2 cups whole wheat flour (substitute Bob's Mill Gluten free flour mix for gluten free Hamantaschen)
2 teaspoons baking powder
1/2 teaspoon salt
1/2 cup earth balance (or butter if health and or a bikini is of no concern :D)
1 cup sugar
1 large egg
2 teaspoons packed finely grated fresh orange or lemon zest
1 tablespoon fresh orange juice
fillings of your choice (in this post I used my lemon curd recipe and also a mix of chocolate and caramel)

Directions/
Into a bowl sift together flour, baking powder, and salt. In another bowl with an electric mixer beat earth balance, sugar, and egg at medium speed until light and fluffy. Add zest and juice and beat until incorporated. Add flour mixture, stirring, until a smooth dough is formed. Gather dough into a ball and flatten into a disk. Chill dough, wrapped in plastic wrap, at least 3 hours and up to 2 days.
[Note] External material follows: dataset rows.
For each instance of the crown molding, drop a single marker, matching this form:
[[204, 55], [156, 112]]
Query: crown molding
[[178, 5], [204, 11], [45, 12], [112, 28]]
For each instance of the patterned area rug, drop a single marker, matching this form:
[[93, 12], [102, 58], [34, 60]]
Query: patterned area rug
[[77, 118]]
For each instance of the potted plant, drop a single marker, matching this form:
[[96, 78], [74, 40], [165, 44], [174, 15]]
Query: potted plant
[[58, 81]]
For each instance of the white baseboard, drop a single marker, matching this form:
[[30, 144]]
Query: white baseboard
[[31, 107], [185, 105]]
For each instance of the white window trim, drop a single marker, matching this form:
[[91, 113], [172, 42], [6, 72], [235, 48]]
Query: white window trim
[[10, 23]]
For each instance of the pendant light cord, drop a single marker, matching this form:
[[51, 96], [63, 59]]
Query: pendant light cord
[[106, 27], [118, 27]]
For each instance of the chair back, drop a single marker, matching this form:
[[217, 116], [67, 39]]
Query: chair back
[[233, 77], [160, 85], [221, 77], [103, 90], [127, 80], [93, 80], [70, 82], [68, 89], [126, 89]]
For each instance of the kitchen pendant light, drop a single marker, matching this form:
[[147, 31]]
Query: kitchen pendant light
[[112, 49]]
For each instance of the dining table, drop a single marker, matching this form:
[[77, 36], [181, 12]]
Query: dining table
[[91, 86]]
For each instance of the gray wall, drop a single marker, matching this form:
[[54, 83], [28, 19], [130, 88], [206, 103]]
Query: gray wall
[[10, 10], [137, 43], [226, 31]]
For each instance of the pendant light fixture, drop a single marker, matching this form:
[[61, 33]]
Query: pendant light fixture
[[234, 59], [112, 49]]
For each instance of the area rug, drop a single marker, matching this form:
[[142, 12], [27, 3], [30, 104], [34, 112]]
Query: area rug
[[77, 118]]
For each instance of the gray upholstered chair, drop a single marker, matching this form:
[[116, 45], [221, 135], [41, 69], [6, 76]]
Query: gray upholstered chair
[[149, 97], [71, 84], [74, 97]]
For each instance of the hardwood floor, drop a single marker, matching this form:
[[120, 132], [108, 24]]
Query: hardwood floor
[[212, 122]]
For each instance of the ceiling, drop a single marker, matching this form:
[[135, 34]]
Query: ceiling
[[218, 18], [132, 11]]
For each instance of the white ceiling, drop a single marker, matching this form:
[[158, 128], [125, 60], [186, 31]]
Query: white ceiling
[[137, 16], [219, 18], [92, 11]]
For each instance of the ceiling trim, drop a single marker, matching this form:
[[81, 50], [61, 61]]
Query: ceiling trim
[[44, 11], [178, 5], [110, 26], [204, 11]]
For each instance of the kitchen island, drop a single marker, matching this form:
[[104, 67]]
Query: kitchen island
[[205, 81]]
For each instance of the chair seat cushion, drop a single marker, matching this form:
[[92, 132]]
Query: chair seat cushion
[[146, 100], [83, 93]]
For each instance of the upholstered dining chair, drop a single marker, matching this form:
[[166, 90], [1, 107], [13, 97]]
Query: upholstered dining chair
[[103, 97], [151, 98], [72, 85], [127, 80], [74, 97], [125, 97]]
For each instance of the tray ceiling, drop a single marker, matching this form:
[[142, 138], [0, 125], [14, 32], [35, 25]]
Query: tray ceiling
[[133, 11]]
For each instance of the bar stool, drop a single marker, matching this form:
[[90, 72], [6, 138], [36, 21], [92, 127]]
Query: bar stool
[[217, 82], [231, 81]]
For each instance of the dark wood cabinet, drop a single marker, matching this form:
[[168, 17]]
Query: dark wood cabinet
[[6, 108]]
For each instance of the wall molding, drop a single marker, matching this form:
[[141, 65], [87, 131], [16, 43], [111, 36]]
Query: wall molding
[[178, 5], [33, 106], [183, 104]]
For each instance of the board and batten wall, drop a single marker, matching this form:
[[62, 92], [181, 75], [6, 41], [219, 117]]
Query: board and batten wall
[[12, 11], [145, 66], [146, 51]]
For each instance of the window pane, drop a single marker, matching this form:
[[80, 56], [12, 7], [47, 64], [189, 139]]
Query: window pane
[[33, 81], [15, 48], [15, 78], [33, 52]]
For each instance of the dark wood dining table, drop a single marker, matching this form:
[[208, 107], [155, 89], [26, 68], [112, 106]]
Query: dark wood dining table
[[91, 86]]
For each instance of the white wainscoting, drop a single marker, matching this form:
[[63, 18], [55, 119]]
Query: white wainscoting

Preheat oven to 375° F. Halve dough. On a lightly floured surface roll out half of dough (keeping other half wrapped and chilled) 1/4 inch thick. With a 3-inch cutter cut out as many rounds as possible. Transfer rounds with a metal spatula to a large baking sheet, arranging about 1/2 inch apart. Re-roll scraps and cut out more rounds. Put 1 teaspoon filling in center of each round and fold up edges to form triangular cookies resembling a tricornered hat, pinching corners together and leaving filling exposed. (Pinch dough tightly enough so seams are no longer visible and sides are taut enough to prevent cookies from leaking filling as they bake.)

Bake hamantaschen in middle of oven 20 minutes, or until pale golden. Cool hamantaschen on baking sheet 5 minutes and transfer to racks to cool completely. Make more hamantaschen with remaining dough and filling in same manner. Hamantaschen keep in an airtight container at room temperature 5 days. ENJOY!